19 Haziran 2025'te, İran'ın nükleer programı ve İsrail'in askeri eylemleriyle ilgili gelişmeler yaşandı. ABD Başkanı Donald Trump, İran'ın nükleer silahlara sahip olmasına karşı duruşunu yineleyerek, savaşta «yer almak istemediğini» belirtti. İran'ın «nükleer silahlara sahip olamayacağını» da sözlerine ekledi.
Uluslararası Atom Enerjisi Ajansı (UAEA), İran'da aktif bir askeri nükleer program olduğuna dair hiçbir kanıt bulunmadığını açıkladı. UAEA Direktörü Rafael Grossi, «İran'da nükleer silah geliştirmeye yönelik herhangi bir sistematik çaba olduğuna dair bir şey söyleyemeyeceğimiz sonucuna vardık» dedi.
Son İsrail askeri eylemleri nedeniyle gerginlik arttı. 13 Haziran 2025'te, İsrail Savunma Kuvvetleri (IDF), İran nükleer tesislerine, askeri üslerine ve altyapısına hava saldırıları düzenledi. 200'den fazla uçak, Natanz nükleer sahasındaki Pilot Yakıt Zenginleştirme Tesisi (PFEP) dahil olmak üzere yaklaşık 100 hedefi vurdu.

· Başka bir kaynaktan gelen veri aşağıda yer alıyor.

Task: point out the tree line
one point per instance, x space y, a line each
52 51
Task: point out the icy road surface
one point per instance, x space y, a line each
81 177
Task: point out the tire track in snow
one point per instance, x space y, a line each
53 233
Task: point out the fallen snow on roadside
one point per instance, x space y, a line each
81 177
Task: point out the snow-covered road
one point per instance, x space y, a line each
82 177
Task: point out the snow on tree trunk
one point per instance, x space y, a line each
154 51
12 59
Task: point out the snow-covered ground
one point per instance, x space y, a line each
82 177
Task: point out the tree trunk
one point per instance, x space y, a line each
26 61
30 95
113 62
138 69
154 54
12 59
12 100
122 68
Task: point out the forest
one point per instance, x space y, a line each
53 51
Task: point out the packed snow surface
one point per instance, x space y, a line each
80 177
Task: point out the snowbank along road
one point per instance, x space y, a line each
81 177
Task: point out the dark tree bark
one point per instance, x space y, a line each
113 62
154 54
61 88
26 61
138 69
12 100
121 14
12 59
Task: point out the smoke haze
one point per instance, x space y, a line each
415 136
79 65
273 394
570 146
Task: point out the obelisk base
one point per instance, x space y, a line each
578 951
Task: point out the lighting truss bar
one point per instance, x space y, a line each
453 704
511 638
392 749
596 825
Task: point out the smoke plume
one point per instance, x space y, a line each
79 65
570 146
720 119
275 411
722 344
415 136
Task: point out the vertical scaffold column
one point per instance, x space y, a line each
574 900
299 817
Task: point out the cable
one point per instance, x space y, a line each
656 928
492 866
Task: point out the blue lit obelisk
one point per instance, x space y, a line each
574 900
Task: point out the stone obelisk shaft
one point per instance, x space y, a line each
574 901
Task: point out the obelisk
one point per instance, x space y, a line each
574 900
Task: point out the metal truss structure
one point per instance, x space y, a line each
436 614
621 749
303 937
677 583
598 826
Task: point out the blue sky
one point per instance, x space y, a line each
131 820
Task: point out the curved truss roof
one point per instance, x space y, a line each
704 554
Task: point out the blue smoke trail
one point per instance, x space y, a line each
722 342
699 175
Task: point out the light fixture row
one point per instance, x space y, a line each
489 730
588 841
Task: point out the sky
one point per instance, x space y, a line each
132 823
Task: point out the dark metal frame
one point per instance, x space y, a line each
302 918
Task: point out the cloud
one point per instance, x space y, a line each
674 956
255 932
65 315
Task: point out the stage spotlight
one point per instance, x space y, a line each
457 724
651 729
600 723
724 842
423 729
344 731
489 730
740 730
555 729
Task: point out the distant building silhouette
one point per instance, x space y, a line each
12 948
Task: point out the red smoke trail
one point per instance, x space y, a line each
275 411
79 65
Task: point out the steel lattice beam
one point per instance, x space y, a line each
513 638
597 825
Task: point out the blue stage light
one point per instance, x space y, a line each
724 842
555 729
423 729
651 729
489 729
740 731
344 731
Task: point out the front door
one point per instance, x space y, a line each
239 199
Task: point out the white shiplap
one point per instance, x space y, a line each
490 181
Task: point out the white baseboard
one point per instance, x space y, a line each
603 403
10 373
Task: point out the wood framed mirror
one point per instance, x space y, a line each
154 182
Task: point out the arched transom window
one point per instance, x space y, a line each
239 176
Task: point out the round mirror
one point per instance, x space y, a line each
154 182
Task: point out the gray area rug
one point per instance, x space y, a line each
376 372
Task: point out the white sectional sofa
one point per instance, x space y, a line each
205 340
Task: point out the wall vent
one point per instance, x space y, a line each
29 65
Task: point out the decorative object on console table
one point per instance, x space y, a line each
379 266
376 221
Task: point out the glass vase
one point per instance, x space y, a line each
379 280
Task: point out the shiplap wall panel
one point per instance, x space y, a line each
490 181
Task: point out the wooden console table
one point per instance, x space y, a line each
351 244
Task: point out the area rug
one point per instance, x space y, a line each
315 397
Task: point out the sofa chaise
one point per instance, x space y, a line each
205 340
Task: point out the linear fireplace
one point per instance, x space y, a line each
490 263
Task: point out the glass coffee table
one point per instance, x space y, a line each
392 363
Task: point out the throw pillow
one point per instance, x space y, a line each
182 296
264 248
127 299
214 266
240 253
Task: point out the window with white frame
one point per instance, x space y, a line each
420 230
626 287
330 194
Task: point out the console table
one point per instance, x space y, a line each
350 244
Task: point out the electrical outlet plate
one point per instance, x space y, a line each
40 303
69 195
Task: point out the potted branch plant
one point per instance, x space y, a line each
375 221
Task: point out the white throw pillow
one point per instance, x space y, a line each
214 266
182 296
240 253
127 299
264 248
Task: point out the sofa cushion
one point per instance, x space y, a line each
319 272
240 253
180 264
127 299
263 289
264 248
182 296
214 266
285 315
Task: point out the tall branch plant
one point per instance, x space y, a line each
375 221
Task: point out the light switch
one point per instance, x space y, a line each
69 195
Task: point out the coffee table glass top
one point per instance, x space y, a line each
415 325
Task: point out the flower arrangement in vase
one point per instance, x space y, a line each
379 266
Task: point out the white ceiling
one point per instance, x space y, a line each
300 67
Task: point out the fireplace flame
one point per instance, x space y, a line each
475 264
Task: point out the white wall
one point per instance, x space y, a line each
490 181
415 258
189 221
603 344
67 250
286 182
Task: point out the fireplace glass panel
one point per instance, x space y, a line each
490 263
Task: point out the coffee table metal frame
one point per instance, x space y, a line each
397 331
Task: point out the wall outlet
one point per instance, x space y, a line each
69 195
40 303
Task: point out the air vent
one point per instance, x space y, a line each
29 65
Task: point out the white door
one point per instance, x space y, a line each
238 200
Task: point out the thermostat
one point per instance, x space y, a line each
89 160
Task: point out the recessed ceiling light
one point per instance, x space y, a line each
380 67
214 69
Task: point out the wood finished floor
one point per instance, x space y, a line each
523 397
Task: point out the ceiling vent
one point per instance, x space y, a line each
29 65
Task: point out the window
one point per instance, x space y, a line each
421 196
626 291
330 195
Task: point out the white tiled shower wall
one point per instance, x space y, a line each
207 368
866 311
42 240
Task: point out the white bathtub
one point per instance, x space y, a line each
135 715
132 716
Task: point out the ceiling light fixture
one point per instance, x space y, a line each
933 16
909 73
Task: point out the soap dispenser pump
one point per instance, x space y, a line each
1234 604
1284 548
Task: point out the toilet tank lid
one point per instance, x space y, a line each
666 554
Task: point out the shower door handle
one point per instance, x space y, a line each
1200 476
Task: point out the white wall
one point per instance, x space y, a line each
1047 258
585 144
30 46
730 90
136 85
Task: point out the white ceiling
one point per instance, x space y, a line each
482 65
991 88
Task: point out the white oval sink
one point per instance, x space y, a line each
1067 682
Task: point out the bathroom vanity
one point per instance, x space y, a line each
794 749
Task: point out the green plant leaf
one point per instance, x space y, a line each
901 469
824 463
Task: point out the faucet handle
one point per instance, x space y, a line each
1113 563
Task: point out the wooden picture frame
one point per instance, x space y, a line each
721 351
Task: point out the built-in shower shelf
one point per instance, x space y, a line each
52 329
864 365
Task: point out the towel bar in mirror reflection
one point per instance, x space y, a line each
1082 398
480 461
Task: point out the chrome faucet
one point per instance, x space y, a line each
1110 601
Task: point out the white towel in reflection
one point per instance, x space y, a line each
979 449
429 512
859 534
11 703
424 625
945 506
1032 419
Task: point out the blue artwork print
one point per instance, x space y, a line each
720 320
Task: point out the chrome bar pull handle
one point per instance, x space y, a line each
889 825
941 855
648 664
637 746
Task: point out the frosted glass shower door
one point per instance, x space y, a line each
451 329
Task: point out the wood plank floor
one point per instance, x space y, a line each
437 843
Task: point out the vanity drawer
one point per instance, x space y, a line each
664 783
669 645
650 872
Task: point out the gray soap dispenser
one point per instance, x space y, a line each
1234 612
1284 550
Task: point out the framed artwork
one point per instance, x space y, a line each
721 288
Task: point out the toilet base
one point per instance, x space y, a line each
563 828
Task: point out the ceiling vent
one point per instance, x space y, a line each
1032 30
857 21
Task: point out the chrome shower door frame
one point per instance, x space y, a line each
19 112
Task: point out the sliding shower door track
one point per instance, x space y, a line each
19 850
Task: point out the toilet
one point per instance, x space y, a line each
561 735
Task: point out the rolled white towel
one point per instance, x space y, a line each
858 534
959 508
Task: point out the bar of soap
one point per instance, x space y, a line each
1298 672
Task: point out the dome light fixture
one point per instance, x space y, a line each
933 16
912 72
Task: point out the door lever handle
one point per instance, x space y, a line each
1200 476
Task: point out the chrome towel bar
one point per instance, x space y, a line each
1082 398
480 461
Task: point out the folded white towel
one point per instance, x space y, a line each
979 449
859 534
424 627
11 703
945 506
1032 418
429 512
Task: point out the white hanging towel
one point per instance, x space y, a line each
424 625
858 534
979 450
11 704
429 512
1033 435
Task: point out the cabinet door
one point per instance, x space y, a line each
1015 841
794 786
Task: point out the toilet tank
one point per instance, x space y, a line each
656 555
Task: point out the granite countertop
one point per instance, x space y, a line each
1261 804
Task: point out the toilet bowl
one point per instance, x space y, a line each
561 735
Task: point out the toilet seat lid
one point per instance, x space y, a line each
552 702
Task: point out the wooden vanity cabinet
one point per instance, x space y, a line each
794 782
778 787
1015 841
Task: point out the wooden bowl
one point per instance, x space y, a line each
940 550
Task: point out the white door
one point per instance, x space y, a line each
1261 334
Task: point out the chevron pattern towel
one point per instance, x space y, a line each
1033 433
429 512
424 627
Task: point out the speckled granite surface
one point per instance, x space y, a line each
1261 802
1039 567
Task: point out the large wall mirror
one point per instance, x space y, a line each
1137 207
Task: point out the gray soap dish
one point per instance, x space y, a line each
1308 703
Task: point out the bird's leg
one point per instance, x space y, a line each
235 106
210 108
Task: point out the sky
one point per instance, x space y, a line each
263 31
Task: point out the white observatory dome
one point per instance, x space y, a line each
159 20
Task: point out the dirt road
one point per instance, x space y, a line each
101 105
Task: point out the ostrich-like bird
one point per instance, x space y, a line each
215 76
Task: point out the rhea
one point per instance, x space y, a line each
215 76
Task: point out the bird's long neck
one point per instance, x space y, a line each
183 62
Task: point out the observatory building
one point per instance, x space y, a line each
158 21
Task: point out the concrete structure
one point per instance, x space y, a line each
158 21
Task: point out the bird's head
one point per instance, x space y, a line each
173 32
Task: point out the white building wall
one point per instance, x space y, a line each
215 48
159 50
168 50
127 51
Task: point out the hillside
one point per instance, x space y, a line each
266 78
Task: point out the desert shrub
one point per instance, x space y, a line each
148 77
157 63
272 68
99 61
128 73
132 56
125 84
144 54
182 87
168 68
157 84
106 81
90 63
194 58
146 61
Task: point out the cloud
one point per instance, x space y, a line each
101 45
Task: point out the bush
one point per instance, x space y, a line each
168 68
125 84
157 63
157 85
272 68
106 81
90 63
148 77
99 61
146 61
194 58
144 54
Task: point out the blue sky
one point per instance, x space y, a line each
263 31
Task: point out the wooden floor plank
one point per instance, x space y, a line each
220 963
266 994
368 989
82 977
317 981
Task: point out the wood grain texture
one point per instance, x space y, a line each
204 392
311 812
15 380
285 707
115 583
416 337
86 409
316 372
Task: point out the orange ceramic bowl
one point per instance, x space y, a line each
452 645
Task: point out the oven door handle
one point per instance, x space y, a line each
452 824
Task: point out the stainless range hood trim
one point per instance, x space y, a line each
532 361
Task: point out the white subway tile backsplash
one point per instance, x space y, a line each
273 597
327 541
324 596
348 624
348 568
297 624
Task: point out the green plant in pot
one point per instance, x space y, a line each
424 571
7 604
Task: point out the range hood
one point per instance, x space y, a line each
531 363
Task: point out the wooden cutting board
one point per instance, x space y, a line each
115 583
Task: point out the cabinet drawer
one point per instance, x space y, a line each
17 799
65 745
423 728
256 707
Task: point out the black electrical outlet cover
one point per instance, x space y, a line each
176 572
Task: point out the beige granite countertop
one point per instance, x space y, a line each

18 Haziran 2025'te İsrail, Arak ağır su reaktörünü vurarak saldırılarını yoğunlaştırdı. Bu yapı, İran'ın nükleer programının önemli bir parçasıdır. Bu saldırılar, uluslararası alanda çatışmanın tırmanabileceğine dair endişelere yol açtı.
İran'ın dini lideri Ali Hamaney, ABD'yi İsrail'i desteklemek için çatışmaya müdahale etmesi halinde «telafisi mümkün olmayan sonuçlar» konusunda uyardı. İran'ın dış baskılara boyun eğmeme kararlılığını vurguladı.
Başkan Trump, İran ile çatışma peşinde olmadığını ancak İran'ın nükleer silah geliştirmesini engellemek için gerekirse askeri olarak harekete geçmeye hazır olduğunu belirtti. Jeopolitik dinamikler, eylemler ve açıklamaların bölgesel istikrar ve uluslararası ilişkiler üzerinde önemli etkileri olabileceğinden, dikkatli bir izleme gerektirmektedir.